Ocorre também na comparação entre a dissolução do ferro e do ouro. O ouro de fato dissolve sem provocar calor, enquanto o ferro produz um calor fortíssimo, mesmo durante um tempo mais ou menos igual. Tal ocorre porque, com a introdução da água, a solução se pro­cessa mais naturalmente e a dissolução das partes advém sem esforço, mas com o ferro, ao contrário, a presença da água é áspera e contras­tante, porque as partes do ferro opõem uma maior resistência.

Ocorre ainda até certo ponto em certas gangrenas ou decomposi­ções da carne que não produzem grande calor, nem dor, mas cum­prem-se pelo processo sutil da putrefação.

Seja esta, pois, a primeira vindima ou interpretação inicial da forma do calor, obtida por permissão do intelecto.

Desta primeira vindima, obtêm-se a forma ou verdadeira defini­ção do calor (o calor em relação ao universo e não apenas em relação aos sentidos), que pode ser expressa brevemente do seguinte modo: O calor é um movimento expansivo, reprimido e que atua sobre as partículas menores.
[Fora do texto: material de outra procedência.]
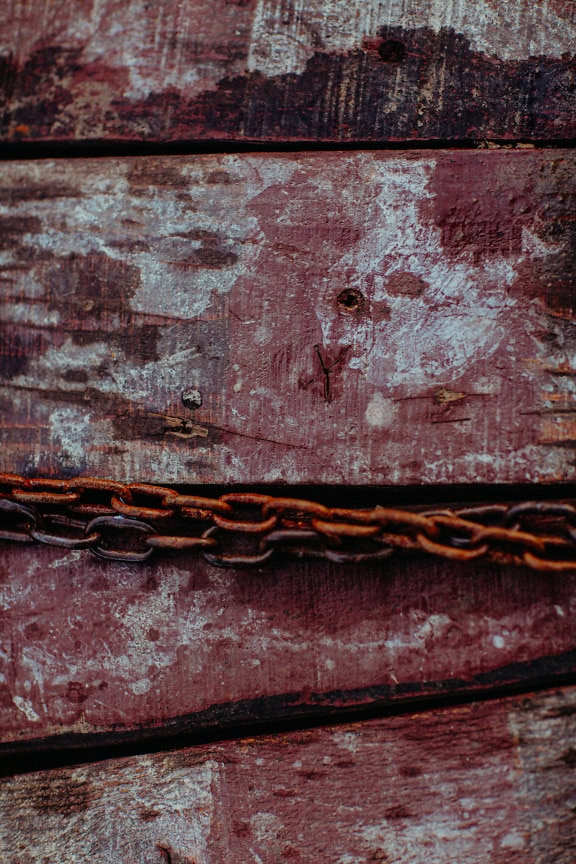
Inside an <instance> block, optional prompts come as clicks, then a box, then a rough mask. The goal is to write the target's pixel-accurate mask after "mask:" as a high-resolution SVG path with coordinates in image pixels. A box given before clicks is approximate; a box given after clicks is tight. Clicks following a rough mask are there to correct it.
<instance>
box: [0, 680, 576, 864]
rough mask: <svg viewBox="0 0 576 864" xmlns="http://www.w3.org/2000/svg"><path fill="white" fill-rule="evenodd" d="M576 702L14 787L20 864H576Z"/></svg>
mask: <svg viewBox="0 0 576 864" xmlns="http://www.w3.org/2000/svg"><path fill="white" fill-rule="evenodd" d="M575 735H576V691H575V690H574V689H569V690H564V691H558V692H547V693H545V694H539V695H537V696H533V697H530V698H526V697H524V698H509V699H505V700H502V701H498V702H493V703H484V704H477V705H471V706H466V707H460V708H452V709H450V710H442V711H435V712H430V713H424V714H416V715H412V716H408V717H397V718H387V719H380V720H373V721H370V722H367V723H362V724H350V725H342V726H332V727H325V728H320V729H310V730H307V731H300V732H292V733H289V734H283V735H276V736H265V737H261V738H247V739H244V740H237V741H229V742H225V743H220V744H217V745H214V746H209V747H206V746H204V747H197V748H193V749H186V750H182V751H179V752H178V751H177V752H173V753H166V754H162V753H159V754H155V755H152V756H141V757H138V758H129V759H124V760H114V761H109V762H103V763H100V764H98V765H87V766H81V767H77V768H72V769H70V768H68V769H64V770H62V769H60V770H55V771H51V772H46V773H36V774H32V775H28V776H21V777H15V778H13V779H6V780H4V781H2V782H1V783H0V808H1V813H2V818H1V820H0V844H1V845H0V850H3V852H4V856H5V858H4V860H6V861H10V862H11V864H35V862H37V864H76V862H79V861H82V862H84V861H86V862H87V861H98V862H99V864H117V862H118V861H122V862H132V861H134V862H136V861H137V862H138V864H165V862H171V864H209V862H215V861H218V862H222V864H228V862H229V864H232V862H234V864H239V862H240V864H244V862H246V864H248V862H250V864H252V862H257V864H275V862H280V861H292V860H295V861H299V862H302V864H305V862H306V864H317V862H319V861H322V862H329V861H330V862H332V861H333V862H342V864H344V862H346V864H352V862H354V864H356V862H358V864H364V862H366V864H368V862H380V864H388V862H389V864H392V862H393V864H440V862H441V864H445V862H454V864H461V862H466V864H573V862H574V860H575V859H576V816H575V812H574V796H575V794H576V784H575V773H574V766H575V762H576V751H575V750H574V738H575Z"/></svg>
A expansão pode ser definida: Pela natureza de expan­dir-se em todas as direções, mas que, apesar disso, se inclina um pouco mais para o alto. E o esforço sobre as partículas se define dizendo: Que não se trata de algo lento, mas apressado e impetuoso.

Em relação à parte operativa, é a mesma coisa. De fato, o seu enunciado é o seguinte: Se em algum corpo natural pode produzir-se um movimento de dilatação e expansão e se se puder reprimi-lo e fazê-lo voltar sobre esse movimento, de modo que a dilatação não transcorra uniformemente, mas por partes e que seja em parte repeli­da, nesse caso, sem dúvida, se engendrará calor. É indiferente se se trata de corpo elementar (como se diz) ou se recebe as suas qualida­des dos corpos celestes; se é luminoso ou opaco; se é tênue ou denso; se aumentado em seu volume ou contido nos limites da primeira dimensão; se tendente a dissolver-se ou a permanecer no seu estado; se animal, vegetal ou mineral; se água, óleo ou ar; ou de qualquer outra substância suscetível do movimento mencionado. O calor sensí­vel é, pois, a mesma coisa que o calor em si, mas em relação aos nos­sos sentidos. 128 Mas agora é necessário passar aos outros auxílios do intelecto.